Jean-Pascal Van Ypersele a ensuite brièvement retracé le chemin du GIEC (IPCC) depuis sa création il y a 25 ans. Il a rappelé le rôle souvent inconfortable du GIEC qui se trouve à l’interface science/politique. Avec 259 auteurs, 54677 commentaires révisés, le dernier rapport (première partie de l’AR5) est sans doute le document scientifique le plus révisé de l’histoire ! Enfin, comme message aux politiques, il a rappelé que l’on ne peut pas négocier avec le système climatique : « The laws of Nature are not negotiable. »

Une des nouveautés du rapport AR5-WG1 est une présentation claire du budget énergétique global du réchauffement.

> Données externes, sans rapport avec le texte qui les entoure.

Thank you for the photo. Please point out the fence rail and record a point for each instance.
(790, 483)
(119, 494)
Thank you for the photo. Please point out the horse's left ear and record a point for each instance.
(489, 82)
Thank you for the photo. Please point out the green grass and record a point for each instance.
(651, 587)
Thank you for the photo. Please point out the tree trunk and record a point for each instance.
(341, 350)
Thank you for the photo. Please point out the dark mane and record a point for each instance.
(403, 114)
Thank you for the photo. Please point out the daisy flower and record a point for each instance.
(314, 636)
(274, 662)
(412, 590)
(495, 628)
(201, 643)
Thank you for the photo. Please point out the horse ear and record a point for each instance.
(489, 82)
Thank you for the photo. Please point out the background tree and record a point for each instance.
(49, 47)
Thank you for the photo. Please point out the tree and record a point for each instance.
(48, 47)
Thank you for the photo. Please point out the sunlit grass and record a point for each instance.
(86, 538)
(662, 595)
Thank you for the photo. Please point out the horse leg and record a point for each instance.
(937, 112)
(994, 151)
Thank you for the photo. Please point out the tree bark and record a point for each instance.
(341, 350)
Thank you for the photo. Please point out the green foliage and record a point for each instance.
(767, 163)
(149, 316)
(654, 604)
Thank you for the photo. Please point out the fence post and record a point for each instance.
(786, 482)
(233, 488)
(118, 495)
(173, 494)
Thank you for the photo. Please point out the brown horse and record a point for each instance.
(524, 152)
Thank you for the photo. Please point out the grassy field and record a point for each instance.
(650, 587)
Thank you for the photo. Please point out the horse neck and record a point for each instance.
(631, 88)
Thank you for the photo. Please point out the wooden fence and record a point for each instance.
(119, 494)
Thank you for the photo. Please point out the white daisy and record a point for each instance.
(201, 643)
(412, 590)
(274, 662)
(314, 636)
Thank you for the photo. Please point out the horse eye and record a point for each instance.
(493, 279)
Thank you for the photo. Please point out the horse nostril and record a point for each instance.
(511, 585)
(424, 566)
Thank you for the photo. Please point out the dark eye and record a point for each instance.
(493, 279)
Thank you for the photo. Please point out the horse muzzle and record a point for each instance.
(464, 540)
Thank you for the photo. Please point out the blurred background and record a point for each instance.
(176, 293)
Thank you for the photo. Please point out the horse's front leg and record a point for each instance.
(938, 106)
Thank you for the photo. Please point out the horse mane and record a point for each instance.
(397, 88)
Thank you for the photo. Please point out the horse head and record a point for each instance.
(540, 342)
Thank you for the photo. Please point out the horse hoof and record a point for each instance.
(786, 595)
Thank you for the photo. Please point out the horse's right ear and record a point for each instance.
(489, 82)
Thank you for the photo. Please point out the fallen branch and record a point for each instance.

En effet, l’atmosphère ne se réchauffe pas seule car la majeure partie ( > 90%) du « surplus » énergétique dû au réchauffement est absorbé par les océans. Ce fait déjà connu auparavant a été mis en exergue pour montrer que la température de l’atmosphère n’est pas nécessairement le meilleur indicateur du réchauffement. Il a été aussi discuté du récent regain d’intérêt pour les prévisions climatiques annuelles et décanales, censés faire, dans une certaine mesure, le lien entre prévisions météo et projections climatiques. Ce champ de recherche en climatologie a reçu beaucoup d’attention récemment mais, comme Van Ypersele l’a souligné, il est hasardeux de s’en tenir à une seule décade d’observations lorsqu’on parle de climatologie. C’est un champ de recherche intéressant mais la distinction fondamentale météorologie vs climatologie (càd modélisation déterministe vs stochastique) reste à souligner.

Par visioconférence depuis l’Inde, Rajendra Pachauri, président du GIEC, a notamment répondu à une question d’un journaliste sur le rôle des médias en suggérant que les médias doivent relater les choses positives en termes d’action climatique, comme cette réduction drastique des émissions de CO2 sous une croissance plus élevée que précédemment en Colombie Britannique, Canada, suite à l’introduction d’une taxe carbone.

L’après-midi a été consacrée à un « policy-maker panel » et un « end-user panel ». Les principales demandes du monde politique revenaient à une information locale la plus précise possible des impacts du changement climatique. Une demande que le modérateur a renvoyé comme question aux scientifiques présents dans l’assemblée. Les réponses étaient mitigées. Certes les modélisations régionales du climat ont grandement avancées très récemment, mais une parvenir à une information locale précise reste un objectif difficilement atteignable directement. Il est néanmoins souhaitable de traduire les projections globales en probabilités de risque localement. Concernant les « utilisateurs finaux », un appel à la collecte d’informations par les citoyens (crowdsourcing) a été lancé. Il a été remarqué que beaucoup d’acteurs de terrain (agriculteurs, forestiers, marins) sont souvent en première ligne pour voir et vivre les effets du changement climatique et que leurs témoignages valent la peine d’être collectés. La dernière partie rassemblait autour de la table différents représentants de la société civile (Climate Action Network, Croix Rouge), des entreprises (Munich Reinsurrance Group) et de groupe intergouvernementaux. M Jarraud a insisté sur l’importance de construire et maintenir des réseaux de mesures météorologiques dans chaque pays, surtout en Afrique, ainsi que de soutenir les opérateurs locaux de ces réseaux. Le représentant de Munich Reinsurrance Group a enfin insisté que l’information sur le risque climatique et le changement du risque était primordial pour des compagnies d’assurance.

Bref, une journée riche en information et plutôt encourageante sur la volonté des acteurs présents d’agir pour le climat, une formule maintes fois utilisée, à tort et à travers, mais qui garde néanmoins tout son sens dès lors que l’on prend conscience des enjeux et des voies de la transition.